The state won a federal waiver in 2013 to use new funding available under the Patient Protection and Affordable Care Act that helps residents earning up to 138% of the poverty level buy private plans on the new insurance exchange rather than enroll in traditional Medicaid coverage.
At the end of 2014, the Obama administration allowed Arkansas to mandate that all beneficiaries in these private-option plans make monthly contributions to health independence accounts, a version of health savings accounts.
When the waiver was granted, Arkansas become the second state, behind Iowa, to gain the ability to impose cost-sharing below the federal poverty level. Those making between 50% and 100% of the federal poverty level ($11,925 to $23,850 for a family of four) were expected to pay $5 a month. Those between 100% to 138% were to pay between $10 to $25, depending on income. Of the roughly 190,000 people in the private option, 80% are below 100% below the federal poverty level.
Making low-income adults pay part of the cost of their coverage and care helped sway Republican-elected officials in those states to approve the Medicaid expansion for adults with incomes up to 138% of the federal poverty level, which is optional under the Affordable Care Act.
Indiana has since gotten permission to also impose cost-sharing on people under poverty, and Arizona and Montana also plan to seek the same permission.
Initially, the plan was to conduct a six-month outreach campaign in Arkansas to enrollees under the poverty level in the private option, and then begin to start collections of the $5 contributions starting in July. Newly elected Republican Gov. Asa Hutchinson quietly altered the plan months ago, allowing cost-sharing for people above poverty to move forward, but canceling plans to impose it on the poorer enrollees.

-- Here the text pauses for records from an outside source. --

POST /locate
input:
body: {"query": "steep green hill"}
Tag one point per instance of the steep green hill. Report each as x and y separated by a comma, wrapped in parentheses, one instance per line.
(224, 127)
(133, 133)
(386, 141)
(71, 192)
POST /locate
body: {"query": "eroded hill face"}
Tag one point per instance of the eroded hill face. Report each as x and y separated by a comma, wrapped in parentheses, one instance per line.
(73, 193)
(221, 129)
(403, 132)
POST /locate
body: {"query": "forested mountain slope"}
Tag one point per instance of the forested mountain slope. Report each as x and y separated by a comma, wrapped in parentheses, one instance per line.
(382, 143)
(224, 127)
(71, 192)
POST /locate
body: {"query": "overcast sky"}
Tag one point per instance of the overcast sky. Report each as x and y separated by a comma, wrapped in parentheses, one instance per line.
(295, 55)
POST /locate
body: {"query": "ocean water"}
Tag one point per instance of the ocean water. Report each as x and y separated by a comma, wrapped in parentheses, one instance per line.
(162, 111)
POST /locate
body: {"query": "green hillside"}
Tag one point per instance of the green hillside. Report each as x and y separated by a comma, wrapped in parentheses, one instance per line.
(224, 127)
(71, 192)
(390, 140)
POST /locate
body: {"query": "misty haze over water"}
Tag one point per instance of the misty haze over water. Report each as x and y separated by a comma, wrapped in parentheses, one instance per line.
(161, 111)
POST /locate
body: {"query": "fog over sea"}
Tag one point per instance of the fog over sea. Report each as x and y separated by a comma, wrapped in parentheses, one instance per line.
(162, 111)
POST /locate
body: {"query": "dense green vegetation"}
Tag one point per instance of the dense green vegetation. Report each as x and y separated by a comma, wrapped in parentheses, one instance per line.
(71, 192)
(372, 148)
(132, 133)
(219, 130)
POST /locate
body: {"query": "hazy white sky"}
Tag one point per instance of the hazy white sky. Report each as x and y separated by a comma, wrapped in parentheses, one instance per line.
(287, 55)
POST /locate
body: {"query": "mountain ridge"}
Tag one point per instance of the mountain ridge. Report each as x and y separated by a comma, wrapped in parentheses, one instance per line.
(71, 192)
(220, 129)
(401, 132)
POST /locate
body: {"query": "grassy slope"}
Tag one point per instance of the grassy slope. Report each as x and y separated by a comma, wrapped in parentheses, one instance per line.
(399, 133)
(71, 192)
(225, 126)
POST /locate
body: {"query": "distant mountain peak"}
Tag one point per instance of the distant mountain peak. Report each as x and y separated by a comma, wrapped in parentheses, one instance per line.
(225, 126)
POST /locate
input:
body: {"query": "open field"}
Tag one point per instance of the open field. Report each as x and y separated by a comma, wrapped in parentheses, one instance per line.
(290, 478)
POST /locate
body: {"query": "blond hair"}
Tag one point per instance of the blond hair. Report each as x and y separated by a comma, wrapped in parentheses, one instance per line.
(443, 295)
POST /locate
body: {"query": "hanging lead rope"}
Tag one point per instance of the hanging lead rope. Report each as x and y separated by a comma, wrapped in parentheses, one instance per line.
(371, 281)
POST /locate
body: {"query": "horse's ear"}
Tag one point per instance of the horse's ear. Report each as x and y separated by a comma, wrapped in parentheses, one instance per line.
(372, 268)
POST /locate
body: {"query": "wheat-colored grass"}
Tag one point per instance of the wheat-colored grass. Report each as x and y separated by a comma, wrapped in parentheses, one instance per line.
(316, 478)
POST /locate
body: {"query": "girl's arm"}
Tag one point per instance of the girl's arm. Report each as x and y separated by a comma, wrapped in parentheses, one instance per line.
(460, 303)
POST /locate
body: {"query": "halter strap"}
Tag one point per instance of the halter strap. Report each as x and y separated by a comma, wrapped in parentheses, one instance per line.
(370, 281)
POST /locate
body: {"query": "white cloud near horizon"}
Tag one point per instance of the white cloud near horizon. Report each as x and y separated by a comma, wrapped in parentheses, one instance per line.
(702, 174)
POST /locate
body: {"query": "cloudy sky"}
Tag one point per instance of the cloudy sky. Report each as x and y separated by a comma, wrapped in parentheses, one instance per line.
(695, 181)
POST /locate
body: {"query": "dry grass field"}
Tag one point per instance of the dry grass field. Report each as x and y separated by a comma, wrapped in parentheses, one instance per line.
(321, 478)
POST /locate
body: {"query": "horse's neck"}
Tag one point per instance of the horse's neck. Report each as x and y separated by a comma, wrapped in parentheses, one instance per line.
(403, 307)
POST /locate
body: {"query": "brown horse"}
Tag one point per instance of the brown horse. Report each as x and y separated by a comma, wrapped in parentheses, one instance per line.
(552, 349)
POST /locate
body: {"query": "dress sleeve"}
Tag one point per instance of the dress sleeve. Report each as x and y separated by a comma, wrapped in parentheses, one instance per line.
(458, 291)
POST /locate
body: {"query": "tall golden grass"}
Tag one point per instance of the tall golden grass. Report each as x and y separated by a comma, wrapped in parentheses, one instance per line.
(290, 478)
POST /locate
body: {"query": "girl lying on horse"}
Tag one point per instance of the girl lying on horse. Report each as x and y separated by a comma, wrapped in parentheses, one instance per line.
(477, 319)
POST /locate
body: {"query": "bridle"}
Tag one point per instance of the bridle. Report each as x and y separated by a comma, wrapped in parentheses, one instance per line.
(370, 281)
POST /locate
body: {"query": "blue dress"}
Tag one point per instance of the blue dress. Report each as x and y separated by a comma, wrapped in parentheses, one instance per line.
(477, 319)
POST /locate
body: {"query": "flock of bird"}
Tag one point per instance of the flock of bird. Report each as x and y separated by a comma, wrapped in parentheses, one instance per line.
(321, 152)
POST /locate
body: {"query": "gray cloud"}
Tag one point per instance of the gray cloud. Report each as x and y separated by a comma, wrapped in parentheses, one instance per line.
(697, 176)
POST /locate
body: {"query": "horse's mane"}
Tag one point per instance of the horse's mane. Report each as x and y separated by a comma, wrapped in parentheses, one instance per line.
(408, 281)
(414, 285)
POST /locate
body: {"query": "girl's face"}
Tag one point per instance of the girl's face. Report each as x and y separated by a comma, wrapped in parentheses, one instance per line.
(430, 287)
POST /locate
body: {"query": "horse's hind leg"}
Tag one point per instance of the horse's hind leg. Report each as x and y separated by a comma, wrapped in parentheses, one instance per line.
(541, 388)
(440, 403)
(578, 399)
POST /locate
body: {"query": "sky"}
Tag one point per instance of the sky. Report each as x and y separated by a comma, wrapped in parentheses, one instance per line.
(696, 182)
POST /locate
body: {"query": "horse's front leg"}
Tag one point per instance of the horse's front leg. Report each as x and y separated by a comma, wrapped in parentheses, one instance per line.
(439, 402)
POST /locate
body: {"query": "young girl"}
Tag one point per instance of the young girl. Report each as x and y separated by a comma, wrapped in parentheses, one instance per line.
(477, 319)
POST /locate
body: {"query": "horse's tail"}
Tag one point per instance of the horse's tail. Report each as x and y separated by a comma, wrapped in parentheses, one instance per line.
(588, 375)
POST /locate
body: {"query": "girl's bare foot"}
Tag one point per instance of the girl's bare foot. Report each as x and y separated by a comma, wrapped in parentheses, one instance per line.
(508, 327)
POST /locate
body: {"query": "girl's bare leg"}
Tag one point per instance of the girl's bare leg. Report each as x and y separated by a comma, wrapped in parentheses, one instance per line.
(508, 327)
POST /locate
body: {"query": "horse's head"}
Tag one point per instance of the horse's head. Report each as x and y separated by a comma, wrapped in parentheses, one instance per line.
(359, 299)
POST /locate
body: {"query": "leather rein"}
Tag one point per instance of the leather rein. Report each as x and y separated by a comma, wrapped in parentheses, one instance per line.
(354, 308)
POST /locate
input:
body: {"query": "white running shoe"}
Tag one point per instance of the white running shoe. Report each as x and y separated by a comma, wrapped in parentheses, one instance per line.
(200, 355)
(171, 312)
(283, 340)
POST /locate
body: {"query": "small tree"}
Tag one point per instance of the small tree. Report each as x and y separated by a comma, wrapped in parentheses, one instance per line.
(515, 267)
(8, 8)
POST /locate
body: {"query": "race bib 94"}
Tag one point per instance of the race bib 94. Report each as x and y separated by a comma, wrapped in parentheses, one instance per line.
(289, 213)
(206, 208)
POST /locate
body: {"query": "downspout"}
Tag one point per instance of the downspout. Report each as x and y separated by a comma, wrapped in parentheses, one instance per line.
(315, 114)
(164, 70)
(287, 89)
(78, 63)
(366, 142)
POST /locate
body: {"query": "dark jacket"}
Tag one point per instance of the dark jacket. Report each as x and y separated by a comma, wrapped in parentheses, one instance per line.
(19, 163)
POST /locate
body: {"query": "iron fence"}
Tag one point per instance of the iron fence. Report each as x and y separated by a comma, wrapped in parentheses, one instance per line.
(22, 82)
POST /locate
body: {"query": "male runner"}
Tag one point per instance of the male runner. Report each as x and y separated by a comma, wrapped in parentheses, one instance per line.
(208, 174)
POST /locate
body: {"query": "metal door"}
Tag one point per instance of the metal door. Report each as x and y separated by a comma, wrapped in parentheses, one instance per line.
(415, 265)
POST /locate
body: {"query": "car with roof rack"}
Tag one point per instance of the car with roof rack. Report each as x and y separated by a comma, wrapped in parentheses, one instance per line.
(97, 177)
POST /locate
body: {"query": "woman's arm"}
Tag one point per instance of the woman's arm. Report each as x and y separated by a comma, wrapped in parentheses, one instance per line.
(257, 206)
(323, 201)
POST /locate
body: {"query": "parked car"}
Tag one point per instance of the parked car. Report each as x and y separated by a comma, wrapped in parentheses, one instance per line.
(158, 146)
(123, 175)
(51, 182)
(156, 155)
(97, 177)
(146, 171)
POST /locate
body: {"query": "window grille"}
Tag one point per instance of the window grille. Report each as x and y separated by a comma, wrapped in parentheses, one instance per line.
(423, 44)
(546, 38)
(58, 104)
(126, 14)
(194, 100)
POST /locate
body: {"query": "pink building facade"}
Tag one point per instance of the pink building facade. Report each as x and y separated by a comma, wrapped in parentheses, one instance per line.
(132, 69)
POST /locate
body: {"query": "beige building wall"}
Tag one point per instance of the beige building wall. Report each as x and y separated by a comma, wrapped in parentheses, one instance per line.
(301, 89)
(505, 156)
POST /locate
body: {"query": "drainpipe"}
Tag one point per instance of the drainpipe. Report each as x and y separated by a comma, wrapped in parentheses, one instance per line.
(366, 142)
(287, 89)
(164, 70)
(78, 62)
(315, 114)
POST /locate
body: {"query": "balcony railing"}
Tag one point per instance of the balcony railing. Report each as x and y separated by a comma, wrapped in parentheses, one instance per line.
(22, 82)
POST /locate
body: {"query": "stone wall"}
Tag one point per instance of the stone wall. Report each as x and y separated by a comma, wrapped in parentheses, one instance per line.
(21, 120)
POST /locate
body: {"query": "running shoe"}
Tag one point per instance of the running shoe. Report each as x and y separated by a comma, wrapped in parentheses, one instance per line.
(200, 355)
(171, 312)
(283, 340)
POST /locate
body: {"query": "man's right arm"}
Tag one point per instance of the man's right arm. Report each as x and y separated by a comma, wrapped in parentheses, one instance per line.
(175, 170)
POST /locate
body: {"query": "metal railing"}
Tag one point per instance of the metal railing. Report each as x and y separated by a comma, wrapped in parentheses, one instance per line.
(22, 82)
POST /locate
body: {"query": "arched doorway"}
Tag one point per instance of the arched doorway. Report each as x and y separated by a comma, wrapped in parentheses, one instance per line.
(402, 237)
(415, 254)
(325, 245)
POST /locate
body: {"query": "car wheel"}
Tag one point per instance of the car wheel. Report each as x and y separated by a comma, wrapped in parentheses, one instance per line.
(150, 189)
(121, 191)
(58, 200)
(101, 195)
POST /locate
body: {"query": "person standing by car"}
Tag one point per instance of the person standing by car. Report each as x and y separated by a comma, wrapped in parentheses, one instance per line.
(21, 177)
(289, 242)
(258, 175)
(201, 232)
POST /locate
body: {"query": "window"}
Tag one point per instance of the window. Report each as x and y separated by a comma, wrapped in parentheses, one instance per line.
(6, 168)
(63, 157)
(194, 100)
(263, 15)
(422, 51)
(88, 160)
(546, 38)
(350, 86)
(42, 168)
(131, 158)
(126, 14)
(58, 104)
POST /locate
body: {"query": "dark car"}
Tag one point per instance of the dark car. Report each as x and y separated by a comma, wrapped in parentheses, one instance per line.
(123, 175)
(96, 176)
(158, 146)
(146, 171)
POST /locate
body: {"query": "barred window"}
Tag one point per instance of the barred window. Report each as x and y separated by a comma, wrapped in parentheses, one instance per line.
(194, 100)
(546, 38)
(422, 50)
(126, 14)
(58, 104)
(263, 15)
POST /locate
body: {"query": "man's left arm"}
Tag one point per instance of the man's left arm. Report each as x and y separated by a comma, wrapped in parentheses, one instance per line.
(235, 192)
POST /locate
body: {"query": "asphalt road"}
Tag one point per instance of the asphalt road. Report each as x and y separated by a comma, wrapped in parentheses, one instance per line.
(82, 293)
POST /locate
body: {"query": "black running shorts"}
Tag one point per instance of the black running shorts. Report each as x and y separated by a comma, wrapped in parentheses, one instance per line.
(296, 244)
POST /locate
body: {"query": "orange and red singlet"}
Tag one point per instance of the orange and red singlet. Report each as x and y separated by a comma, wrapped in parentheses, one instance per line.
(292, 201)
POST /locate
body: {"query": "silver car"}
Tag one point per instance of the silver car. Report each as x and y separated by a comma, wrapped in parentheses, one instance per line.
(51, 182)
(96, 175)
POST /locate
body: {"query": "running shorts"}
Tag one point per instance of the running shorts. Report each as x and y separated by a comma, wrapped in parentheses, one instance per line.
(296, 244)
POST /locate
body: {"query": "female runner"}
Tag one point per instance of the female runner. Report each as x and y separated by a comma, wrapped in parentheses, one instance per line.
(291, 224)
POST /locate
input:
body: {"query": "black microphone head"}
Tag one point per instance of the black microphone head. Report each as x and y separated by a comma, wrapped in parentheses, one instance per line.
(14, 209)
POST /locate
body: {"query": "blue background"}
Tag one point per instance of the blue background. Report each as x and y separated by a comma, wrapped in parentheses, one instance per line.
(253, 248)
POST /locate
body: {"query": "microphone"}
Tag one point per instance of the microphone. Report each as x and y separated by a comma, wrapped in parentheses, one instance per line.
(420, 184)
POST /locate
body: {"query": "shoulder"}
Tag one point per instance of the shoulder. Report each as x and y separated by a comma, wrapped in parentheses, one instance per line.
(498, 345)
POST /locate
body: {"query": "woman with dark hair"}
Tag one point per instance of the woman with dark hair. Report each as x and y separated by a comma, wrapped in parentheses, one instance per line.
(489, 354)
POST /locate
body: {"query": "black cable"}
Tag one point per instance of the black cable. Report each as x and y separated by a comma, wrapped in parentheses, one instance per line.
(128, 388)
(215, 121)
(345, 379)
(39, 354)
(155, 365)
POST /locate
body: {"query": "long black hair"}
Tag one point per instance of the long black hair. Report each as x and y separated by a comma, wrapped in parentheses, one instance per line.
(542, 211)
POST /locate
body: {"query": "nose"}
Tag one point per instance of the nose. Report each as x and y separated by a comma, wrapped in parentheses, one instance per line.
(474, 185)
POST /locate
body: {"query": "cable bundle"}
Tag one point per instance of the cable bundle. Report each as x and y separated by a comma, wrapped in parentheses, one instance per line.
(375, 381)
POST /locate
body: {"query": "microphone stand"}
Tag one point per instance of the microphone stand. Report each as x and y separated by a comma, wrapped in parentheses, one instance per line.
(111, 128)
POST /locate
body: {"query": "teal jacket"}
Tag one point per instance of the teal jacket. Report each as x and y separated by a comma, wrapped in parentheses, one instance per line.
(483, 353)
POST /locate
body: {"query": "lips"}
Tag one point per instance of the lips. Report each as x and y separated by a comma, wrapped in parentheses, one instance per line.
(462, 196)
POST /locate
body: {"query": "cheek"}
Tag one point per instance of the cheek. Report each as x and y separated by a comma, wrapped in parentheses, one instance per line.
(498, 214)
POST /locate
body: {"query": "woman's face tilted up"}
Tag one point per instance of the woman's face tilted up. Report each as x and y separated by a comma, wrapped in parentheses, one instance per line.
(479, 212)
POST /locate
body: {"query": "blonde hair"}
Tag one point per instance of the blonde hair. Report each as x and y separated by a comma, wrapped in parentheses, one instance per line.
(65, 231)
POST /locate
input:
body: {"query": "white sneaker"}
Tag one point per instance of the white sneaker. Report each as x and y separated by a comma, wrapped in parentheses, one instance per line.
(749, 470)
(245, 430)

“We now know that the private option as it exists today will be replaced,” said Amy Webb, communications director for the Arkansas Department of Human Services. “We felt that it was not prudent to create this new piece for this population if we were just going to change it a year from now. We'd rather take a step back, look at all the scenarios and then move forward with a plan that the Legislature and governor believes is best.”
There is now a healthcare task force of state lawmakers searching for alternatives to the private option, for which the waiver ends Dec. 31, 2016.
Advocates in the state say in truth, the decision came down to administrative costs. “We're we going to spend more money to collect the cost-sharing than what we're going to receive?” Dr. Joe Thompson, a former surgeon general for the state and current director of the Arkansas Center for Health Improvement, a health policy center that focuses on health data and research, said of the state's decisionmaking.
Providers in the state say they support the decision to hold off on cost-sharing for some of the poorest in the state until the task force develops recommendations. “The original plan was to not only have copays, but healthcare independence accounts,” said Bo Ryall, president and CEO of the Arkansas Hospital Association.
“This would be a big change and would require education for providers and cardholders that had not taken place earlier in the year.”
David Wroten, executive vice president of the Arkansas Medical Society, agreed that “this decision makes perfectly good sense.”
Iowa has no plans to change course in charging premiums to people under poverty, said Amy McCoy, a spokeswoman from the state's Department of Human Services.